Ma era andato con lei comunque. Un brav’uomo, Bayle Domon. Il migliore che avesse trovato in queste terre a lei sconosciute, malgrado momenti di commerci riprovevoli nel suo passato. Ma se l’era lasciato alle spalle. Se non capiva qual era il giusto corso delle cose, almeno ci provava.

«Questo sì che è uno spettacolo» disse lui, esaminando il silenzioso mare di luce. «Cosa vuoi fare ora?»

«Troviamo Nynaeve al’Meara o Elayne Trakand.»

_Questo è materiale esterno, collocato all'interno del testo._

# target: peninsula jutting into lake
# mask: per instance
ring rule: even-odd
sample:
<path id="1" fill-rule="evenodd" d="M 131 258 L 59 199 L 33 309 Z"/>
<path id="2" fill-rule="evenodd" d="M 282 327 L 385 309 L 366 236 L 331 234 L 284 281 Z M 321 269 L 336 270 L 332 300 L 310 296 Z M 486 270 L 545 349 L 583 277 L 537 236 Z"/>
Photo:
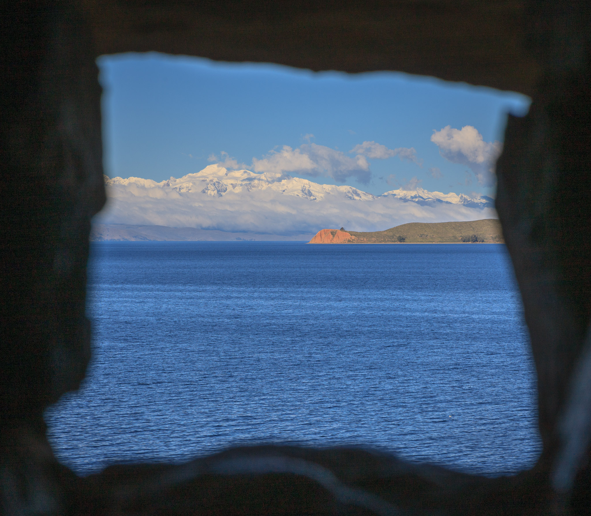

Bayle si grattò il mento barbuto; lo portava alla maniera illianese, con il labbro superiore rasato. Le ciocche che aveva in testa erano di lunghezza variabile; aveva smesso di rasarsi una parte del capo adesso che lei l’aveva liberato. Leilwin l’aveva fatto in modo che potessero sposarsi, naturalmente.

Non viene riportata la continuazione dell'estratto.